Over the last couple of weeks I've been working on introducing Liquibase to an existing project, so that our database schema is defined in code, and we can create copies of the database for development and testing.
This is something that often comes out of the box with a lot of web frameworks like Rails, Django, Dropwizard etc. but this is an older project where the database has grown over time, and changes have traditionally been managed by DBAs (database administrators).
The basic idea behind database migrations is that you should never change your database schema directly in the database; instead you write scripts to change it, and the tool applies that to the database in a controlled way so that databases are always in a known state, and changes are checked into git and reviewed just like regular code.
I want to get to the point where anyone can checkout the app and build their own database, and if anything goes wrong, they can always trash it and start again. At the moment we share a development database in AWS, and this is also where we run our automated tests. Nothing guarantees that this remains production-like.
If we adopt database migrations we could use a tool like CircleCI to automatically build a fresh database and run our tests against every pull request, which would give us some confidence that changes to the database haven't broken important functionality in the application, and vice versa.
Finally, if we use liquibase for production deploys, we can speed up releases and remove sources of human error such as missing out part of a migration or doing something differently on different environments.
We chose liquibase because it's very flexible.

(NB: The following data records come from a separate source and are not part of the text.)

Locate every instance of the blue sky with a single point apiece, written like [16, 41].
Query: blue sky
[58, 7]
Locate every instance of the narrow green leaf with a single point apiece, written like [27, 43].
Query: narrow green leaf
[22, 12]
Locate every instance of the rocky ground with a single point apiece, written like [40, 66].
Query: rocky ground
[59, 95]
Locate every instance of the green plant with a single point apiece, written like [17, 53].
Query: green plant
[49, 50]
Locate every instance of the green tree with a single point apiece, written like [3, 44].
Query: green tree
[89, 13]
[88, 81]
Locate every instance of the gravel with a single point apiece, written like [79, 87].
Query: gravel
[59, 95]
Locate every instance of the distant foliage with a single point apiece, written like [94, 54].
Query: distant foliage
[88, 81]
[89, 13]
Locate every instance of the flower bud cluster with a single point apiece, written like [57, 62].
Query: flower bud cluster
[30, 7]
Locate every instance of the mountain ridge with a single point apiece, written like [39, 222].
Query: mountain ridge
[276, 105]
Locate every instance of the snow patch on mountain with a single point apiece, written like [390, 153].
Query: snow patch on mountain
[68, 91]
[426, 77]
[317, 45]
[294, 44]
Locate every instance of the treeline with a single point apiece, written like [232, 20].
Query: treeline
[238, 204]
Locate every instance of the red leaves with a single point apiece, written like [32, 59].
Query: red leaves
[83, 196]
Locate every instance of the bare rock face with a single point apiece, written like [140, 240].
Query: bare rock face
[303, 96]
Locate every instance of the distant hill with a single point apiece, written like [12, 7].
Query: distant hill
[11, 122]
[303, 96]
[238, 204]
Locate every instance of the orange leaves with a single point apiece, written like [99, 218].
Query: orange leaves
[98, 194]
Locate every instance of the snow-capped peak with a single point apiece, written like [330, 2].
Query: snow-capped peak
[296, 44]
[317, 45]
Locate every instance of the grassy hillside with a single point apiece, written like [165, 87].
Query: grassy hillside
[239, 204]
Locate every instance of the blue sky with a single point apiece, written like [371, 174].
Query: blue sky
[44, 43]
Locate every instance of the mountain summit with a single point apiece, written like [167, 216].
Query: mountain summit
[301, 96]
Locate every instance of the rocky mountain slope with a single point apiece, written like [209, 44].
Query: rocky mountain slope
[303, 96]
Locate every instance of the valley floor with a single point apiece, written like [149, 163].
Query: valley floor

We have a lot of stored procedures and liquibase has a
runOnChange feature that allows us to automatically
CREATE OR REPLACE these when their hash changes. So rather than writing a migration script for every change to these files, you just run
liquibase update and it will apply the update.
With liquibase you can write all your migrations as SQL files annotated with comments, so you don't need to learn a special syntax and you can do anything that is possible in SQL.
The first thing we've done has been to export all the objects from our production DB, and get them into a liquibase migration format. We've split things into 3 directories:
initial_schema is all the tables, constraints and indexes we have right now.
Once we have this matching production we intend to switch to creating small, timestamped change migrations in
code contains all the objects we use with
runOnChange. This allows us to see the history of all our stored procedures using github.
I think when we started this we understimated how much work it would be. On paper it sounded easy: export the schema, convert it to the right format, job done.
In practice, we spent a lot of time on:
- getting our initial schema to truly reflect production (and checking this)
- deciding exactly what's in scope (we have multiple users/schemas in our database and not all of them are needed by the app, so we had to figure out where the boundary of the app actually is)
- working out what order Oracle will let us run things in without throwing errors
Early on, we noticed that Oracle will allow you to create objects which are "invalid" (for example, they reference other objects that don't exist). To protect against this we added a liquibase "precondition" that runs
SELECT count(*) FROM all_objects WHERE status = 'INVALID' and halts the migrations if the count is nonzero.
There were also some gnarly bits of the database we deliberately excluded from the intial schema for the time being. These dealt with features like email sending and file uploads (all of which are implemented in the database). We expect that making these work in a sensible way locally would have be a lot of extra work. We can probably get most of the benefits without doing this bit, and we could always add in the missing pieces later on.
Ultimately, the point of this is to make it easier to work on the app. With a bit more work, we can remove the need for a shared development database entirely. We can write tests of our stored procedures that can be run at any stage of the development process. We can automate a whole deployment. All of this helps to reduce the time we waste on non-valuable tasks just to get something done.